En 1945, alors que Paris est déjà libéré, le sculpteur retourne dans sa ville bien-aimée. Heureusement, le « chenil » de la rue Hippolyte Mendron a survécu. Des lettres d'Annette y arrivaient presque tous les jours, pleines de désir, d'amour et de demandes de pouvoir lui rendre visite. Des réponses sèches affluent jusqu'à Genève : non et encore non, il n'a nulle part où la mettre à l'abri ! Mais il s'est avéré impossible d'arrêter la jeune fille têtue, qui imaginait on ne sait quoi sur la vie des artistes parisiens. Elle est arrivée et a apporté des cadeaux : du café, des chaussures neuves, du chocolat suisse. En voyant l'invité non invité sur le seuil de son atelier, Alberto resta bouche bée. Diego était également découragé : que faire d'elle maintenant ? Annette, à son tour, se figea, refusant de croire que le célèbre sculpteur, comme elle le croyait, vivait et travaillait dans un trou exigu et encombré, où l'air était blanc de poussière de plâtre et le sol était jonché d'éclats, de sciure et de cendre. Elle a également remarqué que Giacometti avait perdu beaucoup de poids et avait l'air en mauvaise santé : il toussait souvent.
"Tu devras trouver un travail si tu veux rester", a déclaré Alberto. - Je n'ai pas d'argent". Grâce à des amis, il aide Annette à trouver un emploi de secrétaire littéraire chez le critique de cinéma Georges Sadoul - elle suit des cours de secrétariat en Suisse. La jeune fille a loué une chambre dans un hôtel bon marché non loin de l'atelier et a utilisé son premier salaire pour acheter un pantalon décent à son bien-aimé au lieu de ses chiffons. « Je ne le prendrai pas ! - cracha Alberto. "Rapportez le pantalon au magasin et achetez-vous une robe."
Annette a fait de son mieux pour être nécessaire, a essayé de savoir comment vivait son bien-aimé Alberto et a supplié de la présenter à ses amis parisiens. Le sculpteur a longtemps ignoré les demandes, mais un jour il a condescendu et l'a emmenée avec lui au Café de Flore. Parmi les bohèmes, la jeune fille se sentait extrêmement mal à l'aise, ne comprenant pas un mot dans des conversations abstruses. A cette époque, Alberto était déjà proche d'un cercle d'intellectuels français et de leurs dirigeants - le philosophe Jean-Paul Sartre et Simone de Beauvoir. Annette s'assit tranquillement dans un coin et regarda avec étonnement l'ivre Giacometti, gesticulant furieusement, faire des discours et dessiner des portraits d'amis sur des serviettes avec des traits énergiques. Elle ne pouvait même pas imaginer que cet homme silencieux puisse être aussi sociable ; avec elle, Alberto échangeait à peine quelques phrases de tous les jours, sans relever la tête du croquis suivant.
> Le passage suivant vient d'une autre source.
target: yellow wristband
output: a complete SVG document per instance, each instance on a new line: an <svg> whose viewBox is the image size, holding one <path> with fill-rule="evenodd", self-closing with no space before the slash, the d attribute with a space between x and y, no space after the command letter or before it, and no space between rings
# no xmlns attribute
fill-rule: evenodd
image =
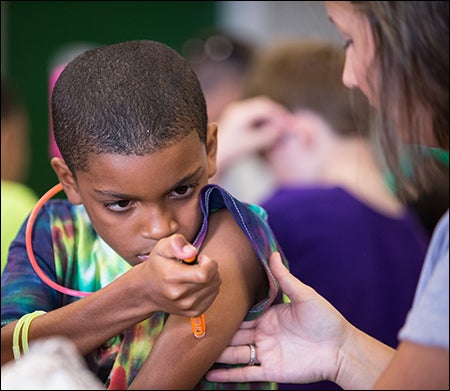
<svg viewBox="0 0 450 391"><path fill-rule="evenodd" d="M20 346L19 346L19 335L20 331L22 330L23 322L25 322L25 316L22 316L16 323L16 327L14 328L14 334L13 334L13 354L14 359L18 360L21 356L20 354Z"/></svg>
<svg viewBox="0 0 450 391"><path fill-rule="evenodd" d="M28 352L28 330L30 328L30 324L33 319L45 313L45 311L34 311L31 314L25 314L17 322L13 334L13 354L16 360L21 356L19 345L20 334L22 334L22 351L25 354Z"/></svg>
<svg viewBox="0 0 450 391"><path fill-rule="evenodd" d="M22 350L24 354L28 352L28 329L30 328L30 324L35 318L43 314L45 314L45 311L34 311L28 314L25 319L22 329Z"/></svg>

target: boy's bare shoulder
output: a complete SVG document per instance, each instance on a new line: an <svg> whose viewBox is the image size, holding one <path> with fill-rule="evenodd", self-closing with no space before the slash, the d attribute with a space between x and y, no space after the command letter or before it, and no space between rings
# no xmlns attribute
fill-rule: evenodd
<svg viewBox="0 0 450 391"><path fill-rule="evenodd" d="M228 209L211 214L208 232L200 249L200 252L203 251L218 262L221 272L228 270L235 276L235 273L239 273L247 282L256 282L259 288L266 286L267 278L262 264L250 240Z"/></svg>
<svg viewBox="0 0 450 391"><path fill-rule="evenodd" d="M227 248L234 247L240 253L251 250L252 255L256 258L250 240L226 208L210 215L205 244L210 241L222 243Z"/></svg>

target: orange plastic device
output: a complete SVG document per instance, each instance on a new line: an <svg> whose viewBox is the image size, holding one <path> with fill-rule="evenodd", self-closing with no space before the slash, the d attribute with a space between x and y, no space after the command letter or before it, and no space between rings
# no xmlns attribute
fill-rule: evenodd
<svg viewBox="0 0 450 391"><path fill-rule="evenodd" d="M192 264L196 261L196 257L184 259L183 261L189 264ZM205 315L201 314L200 316L196 316L191 318L191 327L192 332L194 333L195 338L203 338L206 334L206 320Z"/></svg>

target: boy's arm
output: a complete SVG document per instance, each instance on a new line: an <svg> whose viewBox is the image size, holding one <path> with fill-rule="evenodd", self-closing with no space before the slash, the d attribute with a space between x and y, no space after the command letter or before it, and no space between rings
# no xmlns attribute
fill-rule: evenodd
<svg viewBox="0 0 450 391"><path fill-rule="evenodd" d="M217 298L205 312L206 335L195 338L189 318L169 316L130 389L193 389L250 307L267 295L265 271L228 210L211 215L202 253L217 261L222 280Z"/></svg>
<svg viewBox="0 0 450 391"><path fill-rule="evenodd" d="M179 263L186 244L181 235L161 240L147 262L90 296L35 318L29 341L66 336L85 355L156 311L194 316L207 308L220 284L217 265L210 260L196 268ZM187 254L194 255L195 249L188 249ZM13 359L16 324L2 327L2 365Z"/></svg>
Giacometti l'a-t-il jamais aimée ? Elle s'est probablement souvent posée cette question... Dans les journaux du sculpteur, il y a beaucoup de mots sur Annette, mais pas un seul sur les sentiments qu'elle ressent pour elle. Apparemment, il traitait la jeune femme plutôt avec une condescendance paternelle, sans plus.
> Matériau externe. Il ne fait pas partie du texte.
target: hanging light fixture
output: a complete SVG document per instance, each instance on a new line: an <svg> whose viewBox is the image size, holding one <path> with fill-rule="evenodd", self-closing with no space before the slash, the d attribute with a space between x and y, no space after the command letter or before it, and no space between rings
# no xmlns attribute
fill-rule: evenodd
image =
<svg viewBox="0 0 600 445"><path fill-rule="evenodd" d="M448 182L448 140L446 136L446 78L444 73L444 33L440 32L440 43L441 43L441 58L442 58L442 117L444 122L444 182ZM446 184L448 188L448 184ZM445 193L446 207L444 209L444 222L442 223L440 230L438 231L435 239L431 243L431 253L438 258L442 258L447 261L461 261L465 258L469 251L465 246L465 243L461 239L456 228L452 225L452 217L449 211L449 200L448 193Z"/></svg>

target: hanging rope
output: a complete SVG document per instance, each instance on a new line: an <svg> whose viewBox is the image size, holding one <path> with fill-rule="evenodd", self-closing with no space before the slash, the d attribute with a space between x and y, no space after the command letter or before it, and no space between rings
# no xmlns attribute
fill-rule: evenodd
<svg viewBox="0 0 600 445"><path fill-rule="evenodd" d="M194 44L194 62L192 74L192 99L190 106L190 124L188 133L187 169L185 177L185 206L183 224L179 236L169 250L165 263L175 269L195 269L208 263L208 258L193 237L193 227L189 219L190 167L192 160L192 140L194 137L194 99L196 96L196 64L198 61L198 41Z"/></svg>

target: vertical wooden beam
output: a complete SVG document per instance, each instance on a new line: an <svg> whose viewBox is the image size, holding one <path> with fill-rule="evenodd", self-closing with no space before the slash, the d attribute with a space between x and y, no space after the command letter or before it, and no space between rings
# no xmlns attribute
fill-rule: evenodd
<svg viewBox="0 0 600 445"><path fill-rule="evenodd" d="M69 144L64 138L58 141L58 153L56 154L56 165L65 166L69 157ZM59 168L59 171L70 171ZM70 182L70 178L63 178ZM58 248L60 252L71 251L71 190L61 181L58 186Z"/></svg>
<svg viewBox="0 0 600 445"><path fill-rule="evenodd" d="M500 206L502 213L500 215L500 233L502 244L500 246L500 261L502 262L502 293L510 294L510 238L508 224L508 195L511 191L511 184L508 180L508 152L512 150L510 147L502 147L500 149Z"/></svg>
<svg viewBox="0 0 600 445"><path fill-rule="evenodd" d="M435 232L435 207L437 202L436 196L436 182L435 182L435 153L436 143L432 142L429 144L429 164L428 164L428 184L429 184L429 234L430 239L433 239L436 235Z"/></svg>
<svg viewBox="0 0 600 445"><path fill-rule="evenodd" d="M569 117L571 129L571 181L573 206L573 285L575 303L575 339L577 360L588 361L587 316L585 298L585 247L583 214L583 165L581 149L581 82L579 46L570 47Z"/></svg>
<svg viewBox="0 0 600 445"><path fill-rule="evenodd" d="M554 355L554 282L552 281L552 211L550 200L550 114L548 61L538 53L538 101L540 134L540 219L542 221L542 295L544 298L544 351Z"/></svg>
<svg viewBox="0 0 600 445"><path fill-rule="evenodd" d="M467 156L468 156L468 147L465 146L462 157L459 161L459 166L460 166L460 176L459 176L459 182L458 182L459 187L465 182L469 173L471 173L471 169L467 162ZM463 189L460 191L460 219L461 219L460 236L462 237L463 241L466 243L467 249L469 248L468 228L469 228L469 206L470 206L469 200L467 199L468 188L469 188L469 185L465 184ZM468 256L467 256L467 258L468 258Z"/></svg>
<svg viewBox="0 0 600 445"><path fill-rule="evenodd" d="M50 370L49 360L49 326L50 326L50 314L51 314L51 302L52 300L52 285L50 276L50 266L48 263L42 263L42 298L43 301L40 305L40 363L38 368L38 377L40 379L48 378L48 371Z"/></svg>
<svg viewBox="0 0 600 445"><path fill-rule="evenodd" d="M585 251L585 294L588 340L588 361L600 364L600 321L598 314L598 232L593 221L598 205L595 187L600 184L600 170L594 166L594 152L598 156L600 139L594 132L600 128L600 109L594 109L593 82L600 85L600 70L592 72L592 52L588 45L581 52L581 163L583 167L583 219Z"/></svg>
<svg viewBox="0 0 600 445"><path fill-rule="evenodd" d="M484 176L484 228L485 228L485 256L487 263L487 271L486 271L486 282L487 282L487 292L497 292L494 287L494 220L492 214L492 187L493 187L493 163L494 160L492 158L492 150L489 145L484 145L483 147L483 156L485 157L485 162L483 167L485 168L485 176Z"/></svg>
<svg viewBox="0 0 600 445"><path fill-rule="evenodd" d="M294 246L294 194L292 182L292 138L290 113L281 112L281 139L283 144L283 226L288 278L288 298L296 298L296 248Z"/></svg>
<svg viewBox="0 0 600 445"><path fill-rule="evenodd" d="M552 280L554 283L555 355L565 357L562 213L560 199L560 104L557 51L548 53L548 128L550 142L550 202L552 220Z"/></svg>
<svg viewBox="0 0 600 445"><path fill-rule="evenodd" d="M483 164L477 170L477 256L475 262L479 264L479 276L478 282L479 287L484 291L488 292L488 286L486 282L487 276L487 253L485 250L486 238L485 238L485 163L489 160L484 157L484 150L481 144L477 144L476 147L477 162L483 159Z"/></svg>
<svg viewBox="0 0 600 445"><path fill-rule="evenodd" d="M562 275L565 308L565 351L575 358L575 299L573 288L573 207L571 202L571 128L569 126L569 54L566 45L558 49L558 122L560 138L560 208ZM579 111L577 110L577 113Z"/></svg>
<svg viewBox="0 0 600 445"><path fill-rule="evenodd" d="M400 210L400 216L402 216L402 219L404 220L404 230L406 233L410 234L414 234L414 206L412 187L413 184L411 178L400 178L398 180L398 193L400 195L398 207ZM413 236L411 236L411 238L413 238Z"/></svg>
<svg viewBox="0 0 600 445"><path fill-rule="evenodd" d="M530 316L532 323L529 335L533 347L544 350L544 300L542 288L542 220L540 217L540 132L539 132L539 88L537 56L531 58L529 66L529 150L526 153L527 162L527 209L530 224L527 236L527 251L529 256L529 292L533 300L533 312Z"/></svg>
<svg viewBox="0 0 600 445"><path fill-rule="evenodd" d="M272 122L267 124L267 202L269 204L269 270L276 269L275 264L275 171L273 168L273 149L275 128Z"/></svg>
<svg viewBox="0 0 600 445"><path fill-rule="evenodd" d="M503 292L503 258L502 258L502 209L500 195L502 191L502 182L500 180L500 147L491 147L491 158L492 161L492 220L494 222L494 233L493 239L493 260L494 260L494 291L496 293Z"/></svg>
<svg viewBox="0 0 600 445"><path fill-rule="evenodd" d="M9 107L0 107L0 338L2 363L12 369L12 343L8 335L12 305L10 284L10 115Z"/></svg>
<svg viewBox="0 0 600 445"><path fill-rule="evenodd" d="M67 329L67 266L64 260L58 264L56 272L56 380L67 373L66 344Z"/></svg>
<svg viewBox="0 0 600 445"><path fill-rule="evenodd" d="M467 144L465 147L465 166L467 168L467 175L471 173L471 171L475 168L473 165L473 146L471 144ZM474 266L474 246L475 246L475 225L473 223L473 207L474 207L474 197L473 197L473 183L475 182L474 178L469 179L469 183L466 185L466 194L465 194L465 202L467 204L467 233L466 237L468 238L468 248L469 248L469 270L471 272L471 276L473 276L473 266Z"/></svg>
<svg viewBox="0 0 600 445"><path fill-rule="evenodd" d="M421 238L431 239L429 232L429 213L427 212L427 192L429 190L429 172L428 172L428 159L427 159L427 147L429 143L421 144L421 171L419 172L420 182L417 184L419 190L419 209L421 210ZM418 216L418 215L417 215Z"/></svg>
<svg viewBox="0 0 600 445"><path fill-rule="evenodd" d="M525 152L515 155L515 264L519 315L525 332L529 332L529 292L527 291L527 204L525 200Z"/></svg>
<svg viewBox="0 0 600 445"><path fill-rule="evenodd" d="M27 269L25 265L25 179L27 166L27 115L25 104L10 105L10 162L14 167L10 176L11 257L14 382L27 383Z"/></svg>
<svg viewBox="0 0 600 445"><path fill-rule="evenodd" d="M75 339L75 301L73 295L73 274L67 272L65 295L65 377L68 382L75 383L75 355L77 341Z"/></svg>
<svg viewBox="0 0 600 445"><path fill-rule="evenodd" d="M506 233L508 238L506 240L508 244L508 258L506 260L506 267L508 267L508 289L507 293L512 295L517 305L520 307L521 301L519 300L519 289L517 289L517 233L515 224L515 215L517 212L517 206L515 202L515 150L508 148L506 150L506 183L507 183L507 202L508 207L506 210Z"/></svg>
Devenu proche du cercle de Sartre, Giacometti recherche avec enthousiasme de nouvelles formes d'expression. Comme auparavant, il était rarement satisfait de lui-même, il avait donc toujours un marteau à portée de main, prêt à frapper violemment le suivant - le vingtième ou le trentième échantillon, après quoi les fragments s'envolaient par la fenêtre. Il est étonnant de constater à quel point les chefs-d’œuvre des années quarante ont survécu, ces mêmes qui deviendront plus tard les plus chers de l’histoire de l’art moderne et que Sartre, admiratif, appelait « l’existentialisme plastique ».
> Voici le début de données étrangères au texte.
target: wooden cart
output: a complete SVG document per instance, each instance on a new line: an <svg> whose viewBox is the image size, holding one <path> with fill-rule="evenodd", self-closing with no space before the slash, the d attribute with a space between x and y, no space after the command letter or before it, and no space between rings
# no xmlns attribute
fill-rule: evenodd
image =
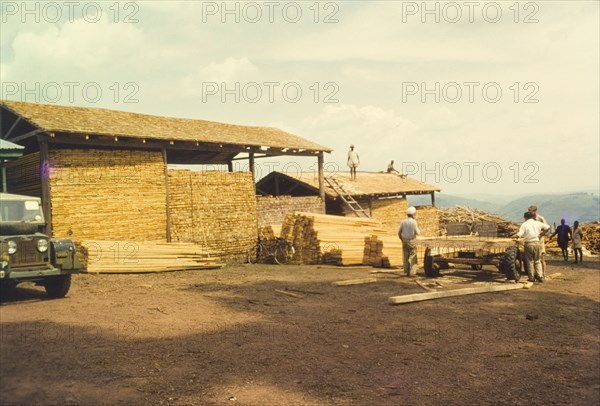
<svg viewBox="0 0 600 406"><path fill-rule="evenodd" d="M521 277L521 250L511 238L480 236L448 236L423 238L416 241L425 247L423 267L425 275L435 278L449 264L470 265L482 269L494 265L510 280Z"/></svg>

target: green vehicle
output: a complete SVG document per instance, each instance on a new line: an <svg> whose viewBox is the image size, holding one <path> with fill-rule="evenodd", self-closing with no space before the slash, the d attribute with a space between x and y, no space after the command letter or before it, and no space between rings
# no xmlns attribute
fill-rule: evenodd
<svg viewBox="0 0 600 406"><path fill-rule="evenodd" d="M21 282L44 286L48 296L64 297L71 274L82 266L73 241L50 238L38 197L0 193L0 284L11 289Z"/></svg>

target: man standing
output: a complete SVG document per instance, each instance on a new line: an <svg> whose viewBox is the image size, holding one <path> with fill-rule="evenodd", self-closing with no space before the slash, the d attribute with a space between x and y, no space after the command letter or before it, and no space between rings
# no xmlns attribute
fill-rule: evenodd
<svg viewBox="0 0 600 406"><path fill-rule="evenodd" d="M569 260L569 241L571 241L571 227L565 224L565 219L560 219L560 226L556 227L554 233L548 238L548 241L555 235L558 235L558 246L563 254L565 261Z"/></svg>
<svg viewBox="0 0 600 406"><path fill-rule="evenodd" d="M356 180L356 168L360 165L360 158L358 152L354 150L354 144L350 145L350 151L348 151L348 166L350 167L350 180Z"/></svg>
<svg viewBox="0 0 600 406"><path fill-rule="evenodd" d="M525 222L521 224L517 237L525 240L525 262L527 262L527 275L529 281L536 279L544 282L544 270L542 269L542 245L540 238L550 231L550 226L541 221L536 221L530 211L523 215Z"/></svg>
<svg viewBox="0 0 600 406"><path fill-rule="evenodd" d="M538 213L537 206L534 206L532 204L531 206L529 206L529 208L527 209L527 211L530 212L533 215L533 219L535 221L539 221L540 223L548 225L548 222L546 221L546 219L543 218L542 215ZM546 256L546 242L544 241L544 237L540 238L540 245L541 245L541 251L540 251L541 259L540 259L540 261L542 262L542 277L544 277L546 275L546 258L545 258L545 256Z"/></svg>
<svg viewBox="0 0 600 406"><path fill-rule="evenodd" d="M404 261L404 273L406 276L417 275L417 245L415 239L421 230L415 220L417 209L409 207L406 210L407 218L400 223L398 237L402 240L402 259Z"/></svg>

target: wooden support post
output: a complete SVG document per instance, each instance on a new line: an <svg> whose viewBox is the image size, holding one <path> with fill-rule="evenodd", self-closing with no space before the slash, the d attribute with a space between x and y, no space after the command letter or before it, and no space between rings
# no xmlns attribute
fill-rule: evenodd
<svg viewBox="0 0 600 406"><path fill-rule="evenodd" d="M250 172L252 172L252 179L254 179L254 152L248 153L248 166L250 167Z"/></svg>
<svg viewBox="0 0 600 406"><path fill-rule="evenodd" d="M275 196L279 196L279 174L275 174Z"/></svg>
<svg viewBox="0 0 600 406"><path fill-rule="evenodd" d="M48 142L40 144L40 180L42 183L42 210L46 218L46 233L52 235L52 205L50 204L50 161L48 159Z"/></svg>
<svg viewBox="0 0 600 406"><path fill-rule="evenodd" d="M227 171L233 172L233 161L227 161Z"/></svg>
<svg viewBox="0 0 600 406"><path fill-rule="evenodd" d="M6 185L6 161L5 160L1 160L0 163L2 164L2 192L7 193L8 192L8 186Z"/></svg>
<svg viewBox="0 0 600 406"><path fill-rule="evenodd" d="M165 164L165 197L167 199L167 242L171 242L171 198L169 196L169 167L167 165L167 149L162 149Z"/></svg>
<svg viewBox="0 0 600 406"><path fill-rule="evenodd" d="M431 205L435 207L435 192L431 192Z"/></svg>
<svg viewBox="0 0 600 406"><path fill-rule="evenodd" d="M323 173L323 152L319 152L317 156L317 164L319 167L319 196L323 201L323 213L325 213L325 174Z"/></svg>

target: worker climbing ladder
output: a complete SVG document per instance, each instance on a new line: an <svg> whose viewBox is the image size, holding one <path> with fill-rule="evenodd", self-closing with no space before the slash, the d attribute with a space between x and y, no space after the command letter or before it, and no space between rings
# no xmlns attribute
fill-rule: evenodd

Un jour, un célèbre marchand d’art, le fils du célèbre artiste Henri Matisse, Pierre, entra dans l’atelier d’Alberto. Il sélectionnait simplement des expositions pour sa galerie new-yorkaise. Les amis ne s’étaient pas rencontrés depuis longtemps et Matisse fut abasourdi par ce qu’il vit : les figures éthérées et allongées de Giacometti dégageaient une expression et une force si étonnantes ! C'étaient des symboles sombres, personnifiant la tragédie universelle et la fragilité de la vie humaine. Choqué, Matisse a insisté sur le fait qu'il organiserait une exposition personnelle d'Alberto à New York et que le monde découvrirait un nouveau génie. Après avoir écouté Pierre calmement, Giacometti secoua la poussière de plâtre de son pantalon et demanda d'abord de lui offrir un verre de whisky. Les amis sont allés au bar le plus proche, et là, Alberto a été obligé d'écouter les divagations de Matisse sur la façon dont New York devenait le pionnier de l'art moderne et que Paris devenait dépassée et désespérément en retard. Giacometti objecta qu'il n'y avait pas de ville meilleure que Paris et qu'il n'irait dans aucun New York. Et il y a beaucoup à faire ici. Et l'exposition... Si Pierre le veut, qu'il l'arrange.
Matisse ne s'y trompe pas : en janvier 1948, les New-Yorkais voient plus d'une trentaine de sculptures de Giacometti. Le succès fut vraiment énorme. Le monde, comme Pierre l'avait promis, a découvert un nouveau génie.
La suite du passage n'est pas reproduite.